TEMPO.CO, Jakarta - Calon wakil presiden Mahfud Md. menyinggung Aksi Kamisan yang sudah 17 tahun dilakukan kelompok masyarakat sipil setiap Kamis sore di depan Istana Negara dan beberapa kota di Indonesia saat dirinya berkampanye di Lampung, pada Kamis, 25 Januari 2024. Dalam forum bertajuk Tabrak, Prof! itu Mahfud menyampaikan perkembangan yang sudah dilakukan pemerintah atas Aksi Kamisan itu.
Mahfud menyebut, dalam menegakkan hukum harus disertakan bukti-bukti dan tidak berdasarkan asumsi. Menurut Mahfud, tidak boleh ada hukuman terhadap seseorang tanpa ada bukti yang kuat.
"Prinsipnya, dalam hukum pidana itu lebih baik membebaskan 1.000 orang yang bersalah daripada menghukum satu orang yang tidak bersalah. Itu harus ditegakkan," kata Mahfud, seperti dikutip dalam keterangan tertulis Sabtu 27 Januari 2024.
Pernyataan Mahfud itu menjawab pertanyaan dari Arifah, salah satu peserta dalam forum Tabrak, Prof! Kepada Mahfud, Arifah bertanya bagaimana sikapnya sebagai wakil presiden ketika menang dalam pemilihan presiden atau Pilpres 2024 terhadap masa depan Aksi Kamisan.
"Saya mau tanya Pak, simpel saja Pak pertanyaan saya, apa yang akan Bapak lakukan ketika Bapak sudah menjadi Wakil Presiden terhadap Aksi Kamisan tersebut," kata Arifah.
Sementara itu, Mahfud mengatakan untuk orang tua dan korban penghilangan paksa atau pelanggaran Hak Asasi Manusia masa lalu, pemerintah sudah melakukan penyelesaian. Dia menyebut satunya pemulihan hak-hak korban, bukan orang-orang yang diduga pelakunya.

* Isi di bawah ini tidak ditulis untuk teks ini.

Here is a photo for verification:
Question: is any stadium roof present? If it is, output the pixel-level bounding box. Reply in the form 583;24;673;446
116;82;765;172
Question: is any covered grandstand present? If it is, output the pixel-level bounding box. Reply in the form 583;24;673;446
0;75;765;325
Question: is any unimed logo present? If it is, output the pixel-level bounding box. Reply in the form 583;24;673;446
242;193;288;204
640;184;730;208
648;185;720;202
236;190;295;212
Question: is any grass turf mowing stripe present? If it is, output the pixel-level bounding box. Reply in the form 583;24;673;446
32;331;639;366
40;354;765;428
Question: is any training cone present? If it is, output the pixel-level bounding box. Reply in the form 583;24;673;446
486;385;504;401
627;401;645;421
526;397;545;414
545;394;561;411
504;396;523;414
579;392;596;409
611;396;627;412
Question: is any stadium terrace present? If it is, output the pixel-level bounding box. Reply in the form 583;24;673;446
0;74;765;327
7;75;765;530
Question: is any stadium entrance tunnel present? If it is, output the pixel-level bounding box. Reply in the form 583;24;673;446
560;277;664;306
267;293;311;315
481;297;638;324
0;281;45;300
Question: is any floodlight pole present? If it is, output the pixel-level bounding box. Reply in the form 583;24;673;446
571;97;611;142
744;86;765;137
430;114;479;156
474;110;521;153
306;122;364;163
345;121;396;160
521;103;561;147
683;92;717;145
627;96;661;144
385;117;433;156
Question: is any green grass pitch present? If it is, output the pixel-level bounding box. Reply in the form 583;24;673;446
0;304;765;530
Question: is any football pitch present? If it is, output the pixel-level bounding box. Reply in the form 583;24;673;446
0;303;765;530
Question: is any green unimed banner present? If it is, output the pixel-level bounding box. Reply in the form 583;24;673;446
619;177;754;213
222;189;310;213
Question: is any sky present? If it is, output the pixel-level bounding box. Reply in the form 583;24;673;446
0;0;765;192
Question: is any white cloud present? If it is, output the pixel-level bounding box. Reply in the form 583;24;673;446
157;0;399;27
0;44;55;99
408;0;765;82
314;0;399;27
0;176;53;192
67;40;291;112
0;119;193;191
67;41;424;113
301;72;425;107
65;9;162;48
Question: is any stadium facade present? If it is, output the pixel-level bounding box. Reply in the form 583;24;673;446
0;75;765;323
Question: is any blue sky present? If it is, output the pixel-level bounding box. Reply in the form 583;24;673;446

Langkah itu, kata Mahfud, dengan membuat Komisi HAM di Perserikatan Bangsa Bangsa yang memuji Indonesia soal pemulihan hak-hak korban. Meski demikian, Mahfud menyebut untuk kasus hukum kepada pelaku pihaknya akan meneruskan pengusutan.
"Kita sudah menyatakan akan membicarakan dengan DPR secepatnya. Bahwa kasus-kasus yang kata Komnas HAM pelanggaran HAM berat, ini tidak bisa secara teknis berdasar hukum acara biasa dilakukan," kata Mahfud.
Sejarah Singkat Aksi Kamisan
Aksi Kamisan memasuki 17 tahun, pada 18 Januari 2024. Aksi peringatan diadakan di depan Istana Negara Jalan Veteran, Jakarta Pusat. Aksi Kamisan merupakan gerakan masyarakat menuntut pemerintah untuk menyelesaikan kasus pelanggaran hak asasi manusia (HAM) yang belum terselesaikan.
Dikutip dari artikel dalam jurnal Aktivisme Gerakan Aksi Kamisan dalam Memperjuangkan Penyelesaian Hak Asasi Manusia, aksi ini diselenggarakan secara rutin tiap Kamis yang telah berlangsung sejak 18 Januari 2007.
Aksi Kamisan muncul sebagai bentuk protes para keluarga korban Tragedi 1965, Semanggi I, Semanggi II, Trisakti, Tragedi 13-15 Mei 1998, kasus Talangsari, kasus Tanjung Priok, dan pembunuhan aktivis Munir. Mereka Maria Katarina Sumarsih, Suciwati, Bedjo Untung tergabung dalam Jaringan Solidaritas Korban untuk Keadilan (JSKK) dan pencetus gerakan ini. Kala itu mereka mencari alternatif kegiatan sebagai wadah perjuangan. Dalam pertemuan disepakati penentuan hari, lokasi, waktu, pakaian, warna, dan simbol aksi.
Dikutip dari Sejarah Aksi Kamisan Jakarta: Gerakan Sosial Baru Tahun 2007-2021 pemilihan lokasi di depan Istana Presiden sebagai simbol pusat kekuasaan. Pakaian ditentukan berwarna hitam dan payung hitam sebagai maskot Aksi Kamisan.
Seiring berjalannya waktu, semakin banyak korban-korban pelanggaran HAM berat maka semakin banyak juga masyarakat yang bergabung dalam aksi kamisan tersebut. Tak hanya pelanggaran HAM masa lalu, Aksi Kamisan juga menuntut keadilan bagi korban pelanggaran HAM lainnya seperti konflik penggusuran lahan dan tindakan kekerasan aparat kepada masyarakat sipil.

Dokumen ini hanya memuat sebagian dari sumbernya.